Secondo Jean-Claude Maire Vigueur il significato di cittadinanza/appartenenza non si esaurisce in un esame lessicografico; cittadinanza è un concetto a geometria variabile nei secoli precomunali, che cambia significato a seconda dei contesti e delle antinomie attraverso cui lo definiamo. Non condivide la sfumatura di rappresentanza che tende ad attribuirgli Milani, e insieme a Sandro Carocci richiamano l’importanza del contesto documentario e della natura del documento, nell’esame del quale è fondamentale, a parte il contenuto, prendere maggiormente in considerazione chi siano gli autori e i destinatari degli atti.
Secondo Sara Menzinger, pur nella vaghezza con cui il termine “cives” ricorre nelle fonti analizzate soprattutto da Mario Ascheri, tendiamo ad associarlo costantemente alla sfera semantica di diritti, vantaggi, interessi condivisi.

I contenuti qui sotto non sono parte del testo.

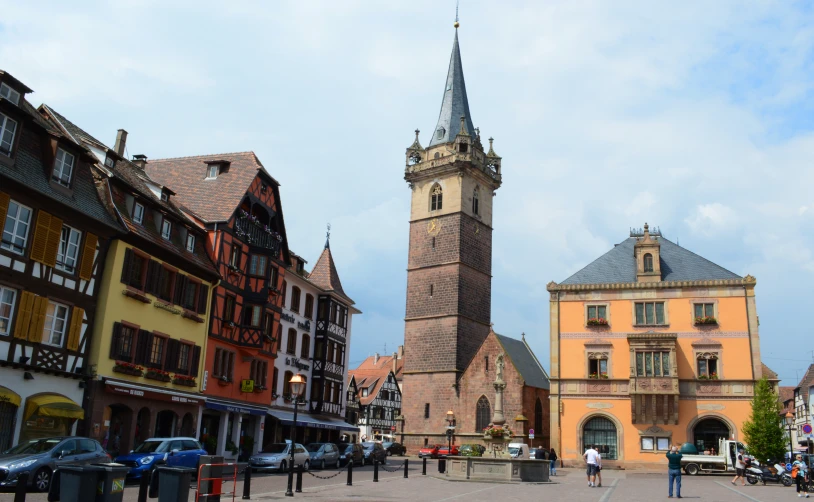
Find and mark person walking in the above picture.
[791,455,808,498]
[667,446,683,498]
[582,445,599,488]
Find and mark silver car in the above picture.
[249,443,311,472]
[0,437,112,492]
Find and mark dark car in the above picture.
[362,441,387,464]
[337,443,365,467]
[382,441,407,455]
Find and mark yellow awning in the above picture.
[25,394,85,420]
[0,386,22,406]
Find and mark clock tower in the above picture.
[402,22,501,448]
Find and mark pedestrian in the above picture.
[582,445,599,487]
[732,448,746,486]
[791,455,808,498]
[667,446,683,498]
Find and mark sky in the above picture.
[0,0,814,385]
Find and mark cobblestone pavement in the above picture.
[11,458,814,502]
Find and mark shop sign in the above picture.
[285,357,311,370]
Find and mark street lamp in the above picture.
[285,373,305,497]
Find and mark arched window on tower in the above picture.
[644,253,653,272]
[475,396,492,432]
[430,183,444,211]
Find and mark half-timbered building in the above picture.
[0,71,118,450]
[146,152,290,457]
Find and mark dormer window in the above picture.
[0,84,20,106]
[51,148,76,187]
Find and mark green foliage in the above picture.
[743,377,787,462]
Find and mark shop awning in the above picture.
[0,386,22,406]
[25,394,85,420]
[269,410,359,432]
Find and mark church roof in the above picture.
[495,333,550,389]
[430,28,475,146]
[561,237,742,284]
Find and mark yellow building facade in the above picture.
[548,225,764,468]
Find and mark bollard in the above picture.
[14,472,28,502]
[243,465,252,500]
[138,474,150,502]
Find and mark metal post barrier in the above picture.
[14,472,28,502]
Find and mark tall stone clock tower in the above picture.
[402,22,501,447]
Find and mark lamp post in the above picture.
[285,373,305,497]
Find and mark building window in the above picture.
[636,302,665,326]
[0,200,32,254]
[0,84,20,106]
[56,225,82,274]
[0,286,17,335]
[636,351,670,377]
[478,396,492,432]
[644,253,653,272]
[161,222,172,240]
[42,302,68,347]
[133,202,144,224]
[285,328,297,355]
[51,148,76,187]
[0,113,17,156]
[430,183,444,211]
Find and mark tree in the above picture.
[743,377,787,462]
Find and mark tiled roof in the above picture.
[495,333,550,389]
[562,237,741,284]
[146,152,273,223]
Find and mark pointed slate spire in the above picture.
[430,27,475,146]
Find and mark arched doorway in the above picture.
[692,418,731,454]
[582,417,618,460]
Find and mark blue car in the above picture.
[115,437,207,479]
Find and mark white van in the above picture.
[509,443,531,460]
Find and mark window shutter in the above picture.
[110,324,122,361]
[14,291,37,340]
[0,192,11,236]
[120,248,133,284]
[67,307,85,351]
[198,284,209,314]
[28,296,48,342]
[79,232,99,281]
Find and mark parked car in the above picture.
[438,444,461,458]
[249,442,311,472]
[459,444,486,457]
[337,443,365,467]
[362,441,387,464]
[115,437,207,479]
[305,443,339,469]
[382,441,407,455]
[0,437,110,492]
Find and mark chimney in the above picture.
[113,129,127,157]
[133,154,147,171]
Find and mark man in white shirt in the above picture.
[582,445,599,487]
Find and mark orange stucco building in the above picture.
[548,224,765,468]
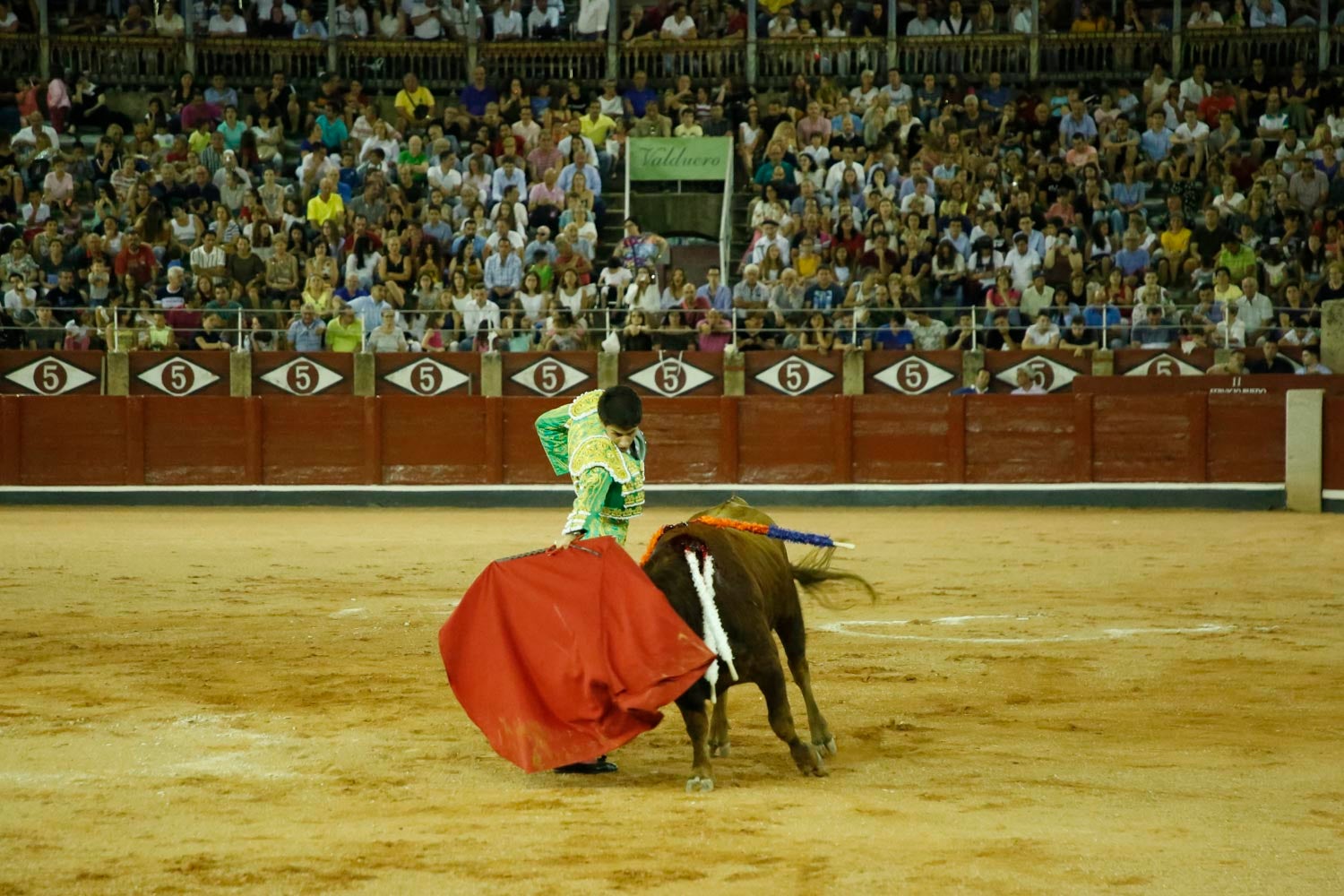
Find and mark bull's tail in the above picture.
[789,548,878,610]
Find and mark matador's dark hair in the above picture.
[597,385,644,430]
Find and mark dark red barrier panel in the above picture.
[253,352,355,396]
[1206,393,1287,482]
[0,350,102,395]
[737,395,851,484]
[374,352,481,395]
[967,395,1091,482]
[637,395,738,482]
[742,350,844,395]
[1091,394,1209,482]
[863,350,961,395]
[502,352,597,398]
[0,395,129,485]
[142,395,253,485]
[620,352,723,398]
[495,397,570,484]
[128,352,228,398]
[852,395,962,482]
[378,395,495,485]
[1322,395,1344,489]
[986,350,1091,392]
[1116,348,1214,376]
[1074,374,1344,395]
[258,395,368,485]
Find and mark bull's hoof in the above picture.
[685,778,714,794]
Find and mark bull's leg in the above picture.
[757,657,827,777]
[676,694,722,794]
[710,691,731,756]
[776,608,836,756]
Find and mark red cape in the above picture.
[438,538,715,771]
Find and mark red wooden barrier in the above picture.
[742,350,844,395]
[1322,395,1344,489]
[863,352,961,395]
[252,352,355,396]
[1206,393,1285,482]
[852,393,962,482]
[620,352,723,398]
[986,350,1091,392]
[1074,374,1344,395]
[374,352,481,396]
[0,350,102,395]
[376,395,499,485]
[0,391,1344,489]
[126,352,228,398]
[500,352,597,398]
[144,396,253,485]
[965,395,1091,482]
[1078,392,1210,482]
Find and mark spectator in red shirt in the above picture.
[113,229,159,286]
[1199,81,1236,130]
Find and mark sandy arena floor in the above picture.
[0,508,1344,896]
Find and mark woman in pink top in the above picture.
[527,168,564,231]
[695,307,733,352]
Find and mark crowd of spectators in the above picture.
[0,0,1344,370]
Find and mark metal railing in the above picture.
[339,40,468,91]
[480,40,607,84]
[897,35,1031,83]
[196,38,327,83]
[10,27,1344,90]
[1182,28,1317,76]
[0,302,1319,352]
[620,38,746,83]
[51,35,187,90]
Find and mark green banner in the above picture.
[628,137,733,181]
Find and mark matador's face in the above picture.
[605,423,640,452]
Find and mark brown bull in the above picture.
[644,498,874,791]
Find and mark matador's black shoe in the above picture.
[556,755,618,775]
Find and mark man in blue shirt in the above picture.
[621,71,659,118]
[462,65,500,118]
[486,239,523,307]
[1113,229,1153,278]
[695,267,733,314]
[491,156,527,202]
[803,267,844,312]
[1059,99,1097,146]
[556,146,602,196]
[1139,111,1172,173]
[873,310,916,350]
[285,304,327,352]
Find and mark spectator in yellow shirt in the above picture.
[327,305,365,352]
[1158,212,1191,286]
[308,177,346,227]
[580,99,616,148]
[392,71,435,132]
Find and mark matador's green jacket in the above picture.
[537,390,647,544]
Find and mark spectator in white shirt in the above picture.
[336,0,368,38]
[1010,366,1046,395]
[409,0,444,40]
[1185,0,1223,28]
[527,0,561,39]
[210,3,247,38]
[660,3,696,40]
[492,0,523,40]
[752,219,790,264]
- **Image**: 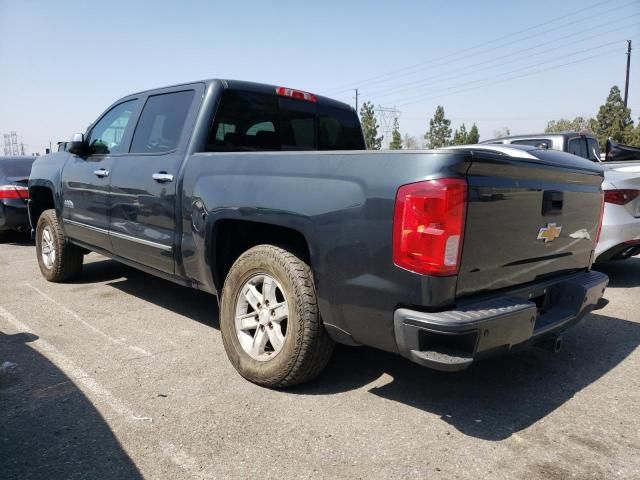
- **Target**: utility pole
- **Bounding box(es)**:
[375,105,400,149]
[624,40,631,108]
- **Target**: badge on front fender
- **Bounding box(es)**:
[538,223,562,243]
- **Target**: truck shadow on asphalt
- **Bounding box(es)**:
[0,332,142,480]
[300,314,640,441]
[71,260,220,329]
[0,230,35,247]
[72,259,640,441]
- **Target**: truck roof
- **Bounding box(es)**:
[122,78,355,111]
[480,130,596,144]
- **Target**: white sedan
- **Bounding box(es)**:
[595,162,640,262]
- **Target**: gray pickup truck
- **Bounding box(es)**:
[29,80,608,387]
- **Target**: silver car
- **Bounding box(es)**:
[482,132,640,262]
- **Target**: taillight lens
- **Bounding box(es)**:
[596,192,607,245]
[0,185,29,200]
[604,190,640,205]
[393,178,467,276]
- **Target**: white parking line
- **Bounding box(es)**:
[24,282,152,357]
[0,306,202,478]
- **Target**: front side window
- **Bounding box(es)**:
[88,100,138,155]
[567,138,589,158]
[130,90,194,153]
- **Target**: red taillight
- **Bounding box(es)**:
[604,190,640,205]
[276,87,318,103]
[393,178,467,276]
[596,192,607,245]
[0,185,29,200]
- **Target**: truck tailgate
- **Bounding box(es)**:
[456,150,603,297]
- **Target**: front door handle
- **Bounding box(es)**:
[151,172,173,183]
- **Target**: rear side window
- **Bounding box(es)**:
[567,138,589,158]
[511,138,553,149]
[130,90,194,153]
[205,90,364,152]
[587,138,600,162]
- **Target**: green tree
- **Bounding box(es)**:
[625,117,640,147]
[544,117,598,133]
[467,123,480,145]
[424,105,451,148]
[389,117,402,150]
[493,127,511,138]
[360,102,384,150]
[404,133,418,150]
[451,123,469,145]
[451,123,468,145]
[595,85,633,145]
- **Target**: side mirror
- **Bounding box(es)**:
[67,133,89,156]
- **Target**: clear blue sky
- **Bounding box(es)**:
[0,0,640,152]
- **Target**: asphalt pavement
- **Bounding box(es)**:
[0,231,640,480]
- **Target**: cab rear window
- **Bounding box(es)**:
[0,157,35,181]
[205,90,365,152]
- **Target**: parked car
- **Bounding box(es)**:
[29,80,608,387]
[0,156,36,236]
[482,132,640,262]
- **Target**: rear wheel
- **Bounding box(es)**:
[220,245,333,388]
[36,210,83,282]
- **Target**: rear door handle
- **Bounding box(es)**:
[151,172,173,183]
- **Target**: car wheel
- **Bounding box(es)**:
[36,210,83,282]
[220,245,334,388]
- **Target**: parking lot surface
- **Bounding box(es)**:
[0,233,640,480]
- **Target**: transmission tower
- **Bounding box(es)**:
[375,105,400,148]
[3,133,11,155]
[11,132,20,155]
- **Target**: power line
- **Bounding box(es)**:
[398,43,636,107]
[364,36,636,108]
[324,0,637,94]
[360,12,640,98]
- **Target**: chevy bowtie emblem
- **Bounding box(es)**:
[538,223,562,243]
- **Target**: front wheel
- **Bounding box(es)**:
[36,210,83,282]
[220,245,333,388]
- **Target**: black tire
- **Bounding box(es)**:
[36,209,83,282]
[220,245,334,388]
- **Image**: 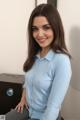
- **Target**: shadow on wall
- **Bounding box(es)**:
[69,26,80,90]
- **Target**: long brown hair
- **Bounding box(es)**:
[23,4,70,72]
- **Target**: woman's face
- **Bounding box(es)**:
[32,16,54,48]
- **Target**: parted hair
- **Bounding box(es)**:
[23,4,71,72]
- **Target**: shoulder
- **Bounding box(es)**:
[51,53,71,67]
[55,53,70,62]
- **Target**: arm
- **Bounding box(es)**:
[41,55,71,120]
[15,88,28,112]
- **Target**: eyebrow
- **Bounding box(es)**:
[32,24,50,27]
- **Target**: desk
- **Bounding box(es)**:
[0,74,24,115]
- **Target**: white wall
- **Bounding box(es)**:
[0,0,47,74]
[58,0,80,120]
[0,0,35,74]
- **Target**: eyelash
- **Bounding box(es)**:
[32,26,51,32]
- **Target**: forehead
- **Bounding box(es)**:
[33,16,49,26]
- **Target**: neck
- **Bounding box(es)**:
[40,48,50,57]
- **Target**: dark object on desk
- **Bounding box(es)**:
[0,74,24,115]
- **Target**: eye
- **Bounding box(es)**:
[32,26,38,32]
[43,25,51,30]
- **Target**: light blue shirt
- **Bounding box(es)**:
[24,50,71,120]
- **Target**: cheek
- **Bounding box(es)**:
[46,32,54,39]
[33,32,37,38]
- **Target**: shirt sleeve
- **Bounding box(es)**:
[41,55,72,120]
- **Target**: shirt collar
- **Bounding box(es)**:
[36,50,54,61]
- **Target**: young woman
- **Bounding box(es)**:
[6,4,71,120]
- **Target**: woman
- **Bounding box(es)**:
[6,4,71,120]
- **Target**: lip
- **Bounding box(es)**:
[37,38,46,42]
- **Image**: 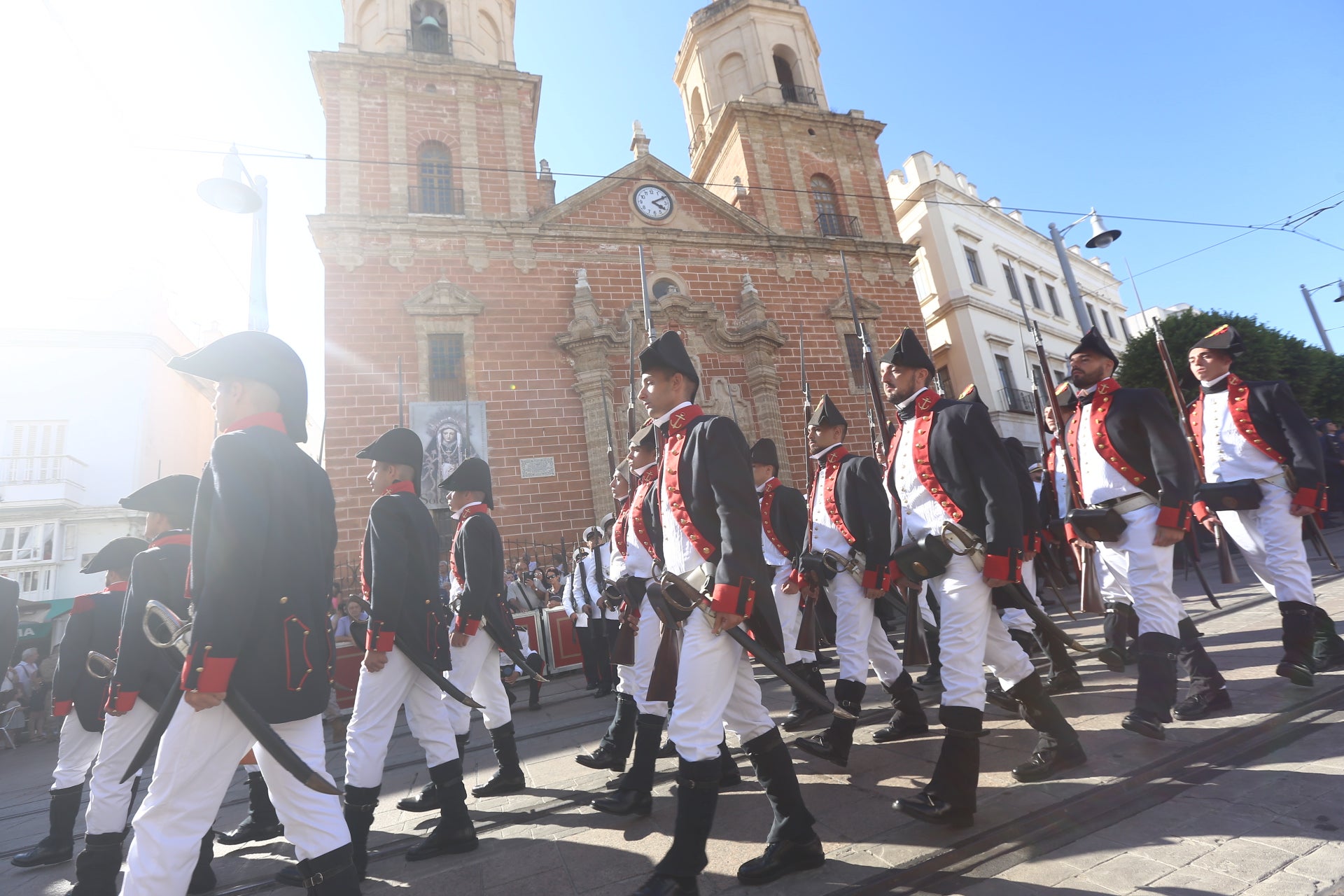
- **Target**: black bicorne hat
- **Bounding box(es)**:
[751,440,780,470]
[882,326,934,373]
[168,330,308,442]
[808,395,849,428]
[438,456,495,510]
[1068,326,1119,364]
[957,383,985,406]
[79,535,149,573]
[355,426,425,494]
[1191,323,1246,357]
[630,423,657,447]
[120,473,200,520]
[640,330,700,386]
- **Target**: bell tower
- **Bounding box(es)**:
[672,0,899,241]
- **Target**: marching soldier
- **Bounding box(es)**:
[1188,323,1344,682]
[1065,326,1231,740]
[122,332,359,896]
[345,427,477,877]
[958,384,1084,693]
[751,440,827,731]
[882,328,1087,827]
[9,538,146,874]
[564,525,621,697]
[440,456,527,798]
[637,332,825,896]
[70,475,215,896]
[794,395,929,766]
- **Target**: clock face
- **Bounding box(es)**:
[634,184,672,220]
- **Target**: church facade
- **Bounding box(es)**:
[311,0,923,561]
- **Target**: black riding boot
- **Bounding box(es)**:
[1121,631,1180,740]
[1172,617,1233,722]
[593,713,666,816]
[215,771,285,846]
[1008,672,1087,783]
[574,693,640,771]
[738,728,825,886]
[894,706,985,827]
[918,623,942,685]
[298,846,359,896]
[472,722,527,799]
[9,782,83,868]
[67,832,126,896]
[1274,601,1316,688]
[345,785,383,880]
[793,678,868,767]
[187,830,216,896]
[1097,601,1134,672]
[1039,633,1084,694]
[653,756,723,892]
[1312,607,1344,672]
[406,759,479,862]
[872,671,929,744]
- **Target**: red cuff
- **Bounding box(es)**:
[1293,488,1325,510]
[985,554,1021,582]
[1157,503,1189,529]
[710,579,755,620]
[181,657,238,693]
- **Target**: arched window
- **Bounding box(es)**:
[412,140,462,215]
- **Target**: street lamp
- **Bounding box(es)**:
[1050,208,1119,333]
[196,146,270,332]
[1301,279,1344,355]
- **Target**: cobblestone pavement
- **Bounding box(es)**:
[0,531,1344,896]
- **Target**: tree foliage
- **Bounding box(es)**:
[1117,310,1344,421]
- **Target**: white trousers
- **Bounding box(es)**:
[1097,504,1185,638]
[85,700,159,834]
[440,630,513,735]
[121,700,349,896]
[615,595,668,716]
[668,610,774,762]
[1218,482,1316,605]
[770,566,817,666]
[825,573,903,685]
[51,706,101,790]
[929,556,1036,709]
[1002,563,1044,633]
[345,649,457,788]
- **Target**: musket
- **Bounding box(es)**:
[393,634,484,709]
[1028,321,1105,612]
[1125,258,1242,596]
[121,601,342,797]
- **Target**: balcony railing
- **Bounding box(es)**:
[817,214,863,237]
[407,187,466,215]
[406,28,453,57]
[999,390,1036,414]
[780,85,817,106]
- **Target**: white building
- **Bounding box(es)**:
[887,152,1130,449]
[0,307,214,653]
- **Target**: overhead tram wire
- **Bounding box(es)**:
[141,144,1344,236]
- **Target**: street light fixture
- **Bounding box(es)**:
[1050,208,1119,333]
[196,146,270,332]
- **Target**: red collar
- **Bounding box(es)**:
[149,532,191,548]
[220,411,289,435]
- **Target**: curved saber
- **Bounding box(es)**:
[132,601,342,797]
[85,650,117,681]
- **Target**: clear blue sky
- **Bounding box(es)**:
[13,0,1344,402]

Il contenuto fiscale di tante transazioni contenute nei documenti illustrati in questa seduta spinge a chiedersi fino a che punto tale significato sia trasmesso dalla documentazione, e quanto vi sia invece, da parte di noi studiosi contemporanei, una proiezione automatica della cittadinanza nella sfera dei privilegi, anziché dei doveri. “Civis” è un termine cui sembra spesso ricorrersi, nel contesto precomunale, per richiamare doveri di pagamenti, oltre che possibili vantaggi collettivi.